Но самое-то трудное нас ждало в лесу, когда мы вышли на лесную тропку. По ней, по этой тропке, и в сухое-то время хлюпает да чавкает под ногой, а представляете, что делалось тут сейчас, после трех дней сплошных дождей?
И вот я брел впереди, месил ходуном ходившую болотииу, хватался за мокрые кусты и каждую секунду ждал: вот сейчас это произойдет, вот сейчас хлопнется старуха…
Но, слава богу, все обошлось благополучно. Милентьевна, опираясь на своего верного помощника — легкий осиновый батожок, вышла на дорогу. И мало того, что вышла. Села на машину.
С этой машиной нам, конечно, повезло неслыханно.
Просто чудо какое-то случилось. Ибо только мы стали подходить к дороге, как там вдруг заурчал мотор.
Я остервенело, с яростным криком, как в атаку, бросился вперед. Машина остановилась.
К сожалению, места в кабине рядом с шофером не было: там сидела его бледная жена с новорожденным на руках. Но Милентьевна ни одной секунды не раздумывала, ехать или не ехать в открытом кузове.
Кузов был огромный, с высокими коваными бортами, и она нырнула в него как в колодец.
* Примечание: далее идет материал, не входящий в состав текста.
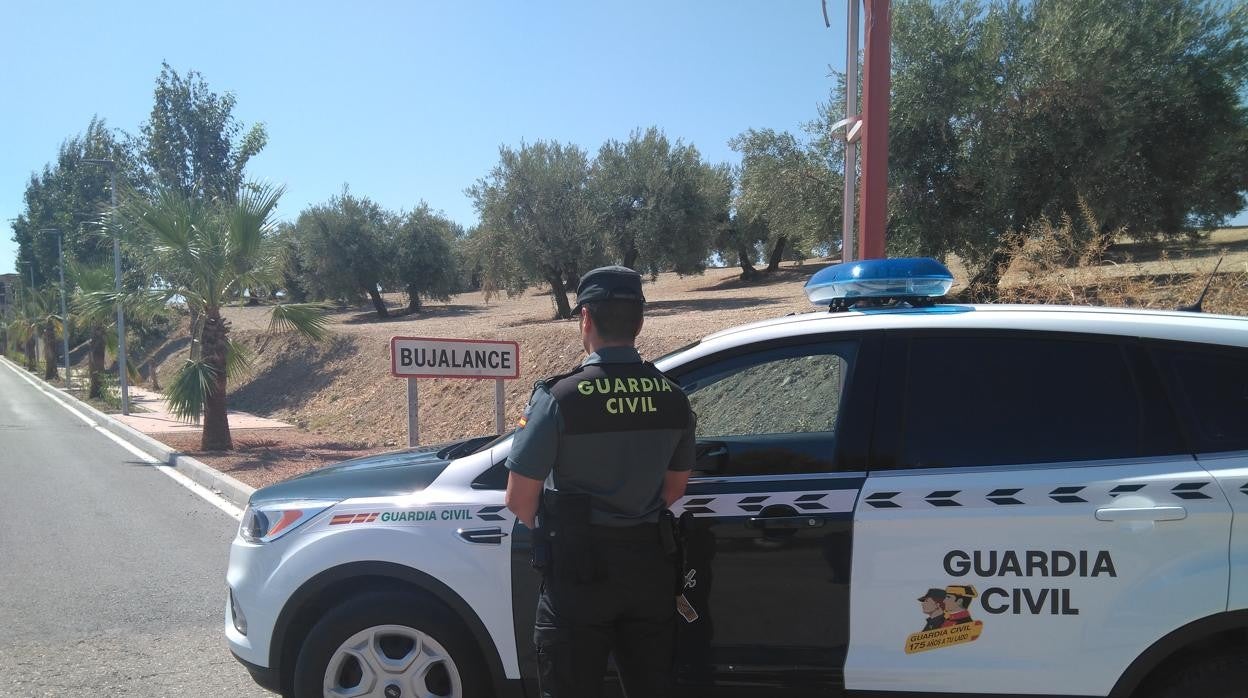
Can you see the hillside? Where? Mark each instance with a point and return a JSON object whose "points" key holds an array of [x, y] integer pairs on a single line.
{"points": [[341, 395]]}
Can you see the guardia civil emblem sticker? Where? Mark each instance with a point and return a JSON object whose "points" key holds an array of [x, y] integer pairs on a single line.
{"points": [[949, 619]]}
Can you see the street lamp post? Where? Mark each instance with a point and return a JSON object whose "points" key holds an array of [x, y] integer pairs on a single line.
{"points": [[65, 316], [116, 276]]}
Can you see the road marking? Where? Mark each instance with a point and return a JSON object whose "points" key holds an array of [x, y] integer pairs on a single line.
{"points": [[204, 492]]}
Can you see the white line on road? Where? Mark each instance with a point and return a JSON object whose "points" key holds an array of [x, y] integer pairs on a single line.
{"points": [[204, 492]]}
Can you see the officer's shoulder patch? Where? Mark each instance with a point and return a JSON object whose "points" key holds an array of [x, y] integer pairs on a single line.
{"points": [[550, 382]]}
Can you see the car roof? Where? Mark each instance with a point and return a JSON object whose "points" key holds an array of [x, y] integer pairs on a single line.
{"points": [[1132, 322]]}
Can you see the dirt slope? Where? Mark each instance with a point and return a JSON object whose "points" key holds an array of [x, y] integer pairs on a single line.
{"points": [[342, 387], [340, 392]]}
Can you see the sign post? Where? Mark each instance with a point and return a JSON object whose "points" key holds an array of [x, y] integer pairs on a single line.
{"points": [[426, 357]]}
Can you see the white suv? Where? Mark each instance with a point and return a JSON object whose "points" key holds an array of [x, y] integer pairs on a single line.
{"points": [[892, 498]]}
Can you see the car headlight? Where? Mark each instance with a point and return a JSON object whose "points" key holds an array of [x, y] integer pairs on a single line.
{"points": [[271, 521]]}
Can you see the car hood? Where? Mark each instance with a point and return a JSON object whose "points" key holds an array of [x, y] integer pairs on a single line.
{"points": [[396, 472]]}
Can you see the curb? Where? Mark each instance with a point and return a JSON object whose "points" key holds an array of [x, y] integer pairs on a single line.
{"points": [[219, 482]]}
Но под темными сводами ельника, плотно обступившего дорогу, я еще долго видел качающееся белое пятно.
Это Милентьевна, мотаясь вместе с грузовиком на ухабах и рытвинах, прощально махала мне СВОИМ платком.
* * *
После отъезда Милентьевны я не прожил в Пижме и трех дней, потому что все мне вдруг опостылело, все представилось какой-то игрой, а не настоящей жизнью: и мои охотничьи шатания по лесу, и рыбалка, и даже мои волхования над крестьянской стариной.
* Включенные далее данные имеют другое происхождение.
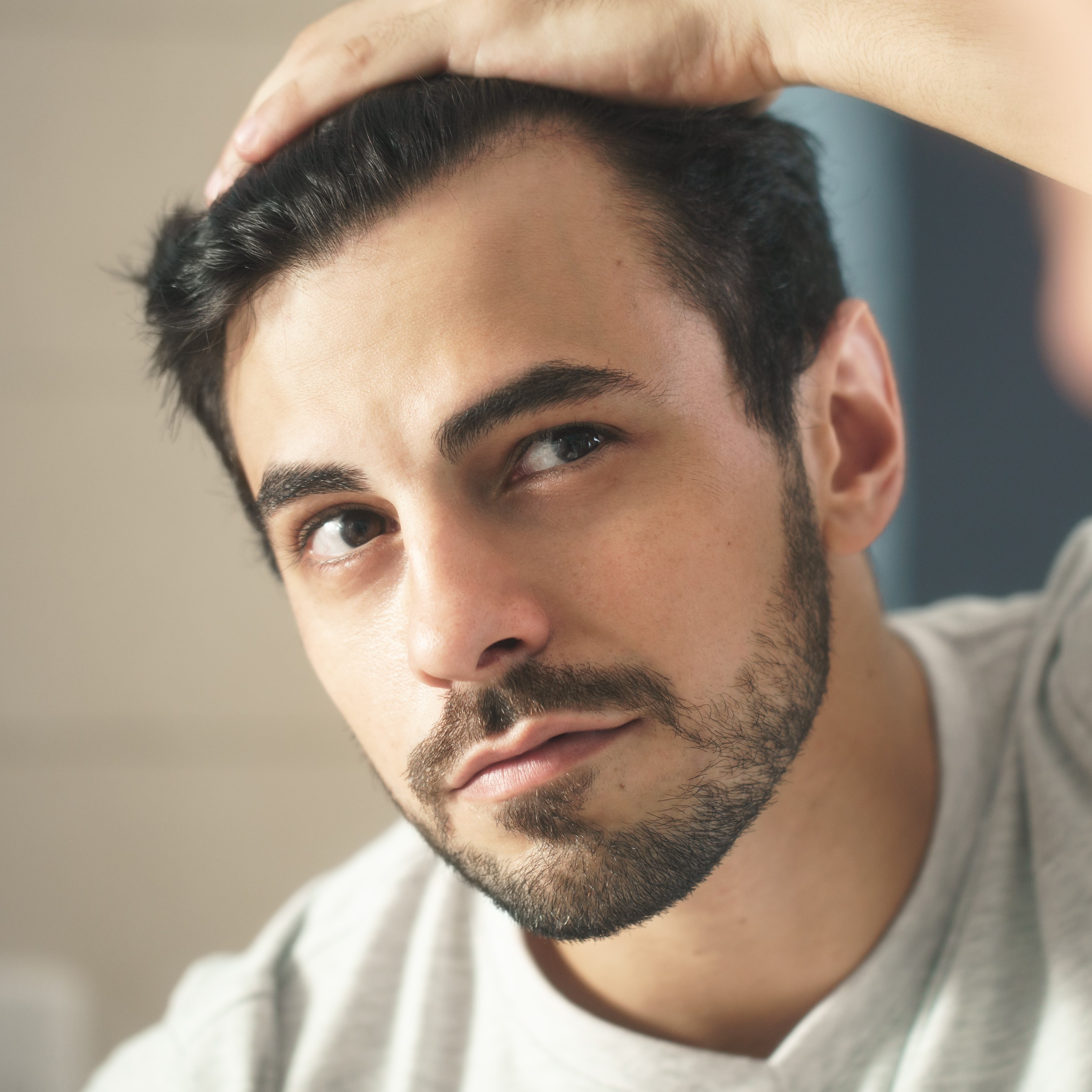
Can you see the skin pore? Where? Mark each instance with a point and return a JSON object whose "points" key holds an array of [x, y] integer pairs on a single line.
{"points": [[660, 546]]}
Меня неудержимо потянуло в большой и шумный мир, мне захотелось работать, делать людям добро. Делать так, как делает его и будет делать до своего последнего часа Василиса Милентьевна, эта безвестная, но великая в своих деяниях старая крестьянка из северной лесной глухомани.
Я уходил из Пижмы в теплый солнечный день. От подсыхающих бревенчатых построек шел пар. И пар шел от старого Громобоя, одеревенело застывшего возле телеги у конюшни.
Я позвал его, когда проходил мимо.
Громобой вытянул старую шею в мою сторону, но голоса не подал.
И так же безмолвно, понуро свесив головы с тесовых крыш, провожали меня деревянные кони. Целый косяк деревянных копей, когда-то вскормленных Василисой Милентьевнои.
И мне до слез, до сердечной боли захотелось вдруг услыхать их ржанье. Хоть раз, хоть во сне, если не наяву.
То молодое, заливистое ржанье, каким они оглашали здешние лесные окрестности в былые дни.